How to access a private funder
Unlike making an appointment with your local bank to discuss Equipment Finance options, consumers can only gain access to private funding through specialist Equipment Finance companies such as Heavy Vehicle Finance. Private funders don’t have a shop front presence and only deal with people that specialise in Heavy Equipment Finance and are part of a tight nit professional community. Given the small number of private investors in Australia, access to private funding is reserved for only a small number Australian businesses – often people are not aware that private funding exists.
How do private funders differ from banks and other financial institutions?
Private funding allows businesses the ability to borrow funds when other traditional funding avenues have been unsuccessful – ie bank funding.

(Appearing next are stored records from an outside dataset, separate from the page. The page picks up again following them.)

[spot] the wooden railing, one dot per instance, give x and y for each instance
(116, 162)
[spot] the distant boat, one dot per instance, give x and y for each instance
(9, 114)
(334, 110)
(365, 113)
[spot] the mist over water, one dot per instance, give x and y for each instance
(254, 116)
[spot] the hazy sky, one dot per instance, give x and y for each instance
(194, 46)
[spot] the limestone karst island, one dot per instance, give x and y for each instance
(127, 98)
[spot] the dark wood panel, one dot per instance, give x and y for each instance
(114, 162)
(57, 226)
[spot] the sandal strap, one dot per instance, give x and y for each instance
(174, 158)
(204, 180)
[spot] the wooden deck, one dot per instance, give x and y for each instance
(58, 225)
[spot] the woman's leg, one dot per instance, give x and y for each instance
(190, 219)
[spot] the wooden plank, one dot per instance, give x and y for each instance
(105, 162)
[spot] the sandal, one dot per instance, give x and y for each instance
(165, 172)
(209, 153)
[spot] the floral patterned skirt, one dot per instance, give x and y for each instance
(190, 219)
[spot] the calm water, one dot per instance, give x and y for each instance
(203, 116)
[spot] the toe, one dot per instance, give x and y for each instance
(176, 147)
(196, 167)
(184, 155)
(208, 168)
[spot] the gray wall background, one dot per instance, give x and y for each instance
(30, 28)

As a general rule, when a large bank is looking at a deal relating to Equipment Finance, the following conditions need to be met before a finance approval can be issued;
- Business established for 2 years
- Accountant prepared financial statements for the last 2 financial years
- Asset to be no older than 5 years old at time of purchase
- Cashflow projection, business plan and upfront cash deposit – if new start venture
- No credit defaults against a client’s credit file
- No ATO taxation arrears
However, when a private funder looks at a deal relating to Equipment Finance, the following conditions are generally all that is required for a finance approval;
- Last 3 months bank statements on clients business trading account
- Goods can be older than 5 years old at time of purchase
- To mitigate the requirement of an upfront cash deposit – collateral security can be taken over another asset owned by the client or a caveat taken over property
- Clients with credit defaults are still eligible for finance
- Clients with ATO arrears are still eligible for finance
The criteria for a private funder is nowhere near as onerous as what is expected from the banks. Therefore, private funders are able to provide approvals for Heavy Equipment Funding, when the banks have declined their application.

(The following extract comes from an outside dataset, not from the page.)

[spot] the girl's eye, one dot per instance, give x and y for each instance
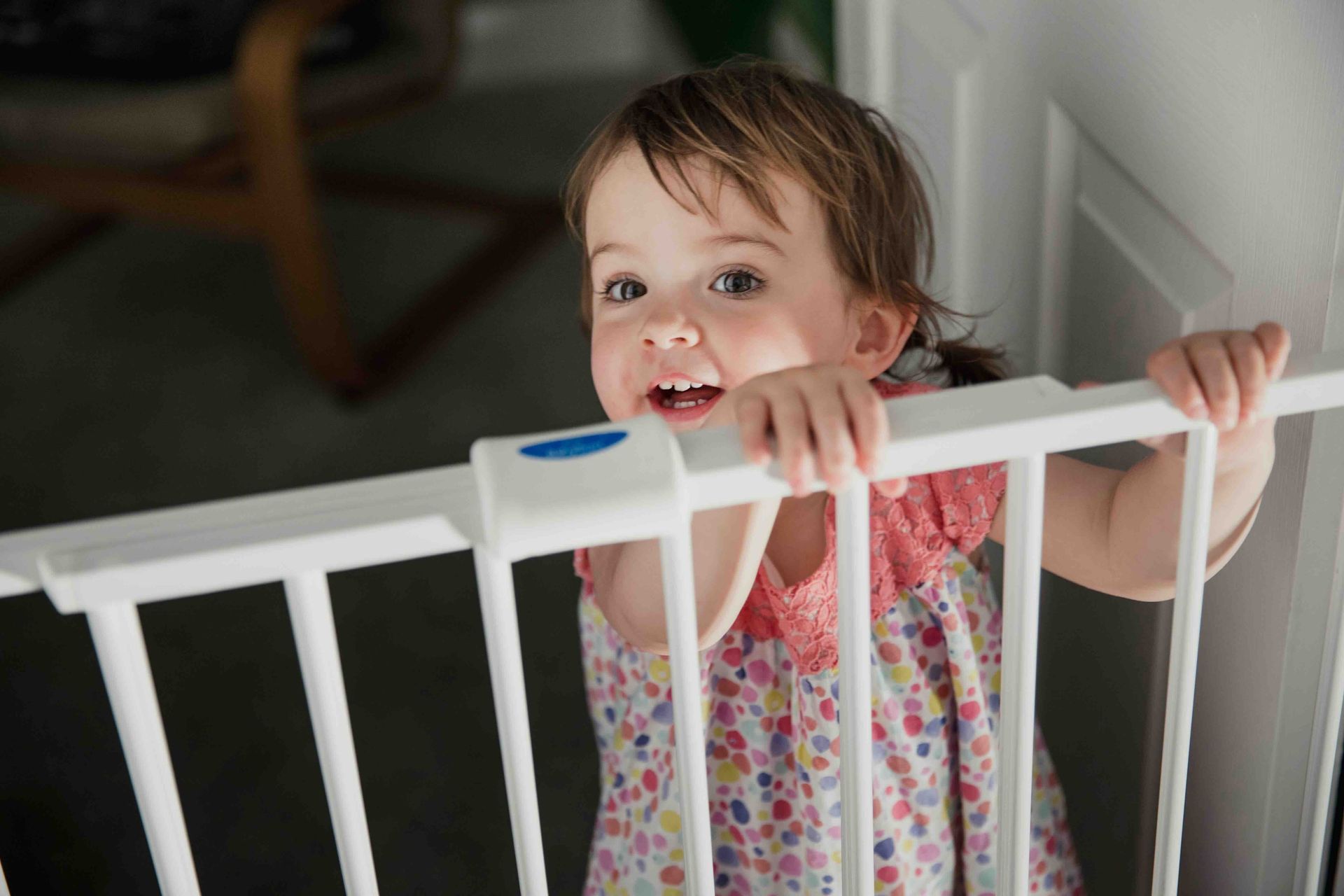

When dealing with a private funder, clients need to be aware that things take longer than other channels of Equipment Funding. Banks have access to a great deal more resources than that of a private funder. For instance, Banks have thousands of employees processing multiple deals on a daily basis, however a private funder might only have a team of 10 people. Given the smaller workforce, private funders take longer to assess and settle deals relating to the purchase of Trucks or related type equipment.
The rate offered by private funders is higher than that offered by the big banks. However, private funders do deals that are perceived to be high risk and therefore the private investors require a higher return on their investment – high risk high return principal.
Having said this though, the interest rate through private funding is not too high, that it would cripple a Transport Company or an Earthmoving Company. Typical rate for most private funding deals is around the 13% mark. Even though rates are higher than other funders, the actual monthly payment on the equipment may not differ that greatly.
Finance Amount – $100,000 (gst inc)
Bank monthly payment – approx $2,000 per month
Private funder monthly payment – $2,300 per month
What customers need to look at, is what the monthly payment is against how much the equipment will earn them. Some consumers refuse to use private funding based on the fact that the rate is where it is – even after they have been declined through a bank or other financial institution.
Using the above funding example of $100K;
If a business cannot purchase an additional Truck or item of Capital Equipment required to increase turnover by approx $200K per annum – they would be restricting their ability to grow through increased turnover and access to additional work sources.
Clients should also consider the fact that Chattel Mortgage Loans offered through a private funder have a number of tax benefits, that would reduce the amount of tax paid at the end of the year. Ie, depreciation and interest is claimed as a tax deduction on the clients profit and loss statement at the end of the financial year and the gst is claimed as an input tax credit during the lodgement of the next quarterly business activity statement (after the purchase of the goods).
This means that consumers should look beyond comparing the monthly payments between a private funder and a large bank, given the fact that there could be other factors to consider – such as forgoing potential increased income, tax deductibility and increasing the equity in their business.
In conclusion, private funding for Truck Finance or Heavy Equipment Finance plays a large role in supporting Australian Businesses that have not been able to secure funding from big banks or other financial institutions. Private funding allows customers to grow their business at critical times during their life cycle, allowing them to maximise turnover and increase equity in their business.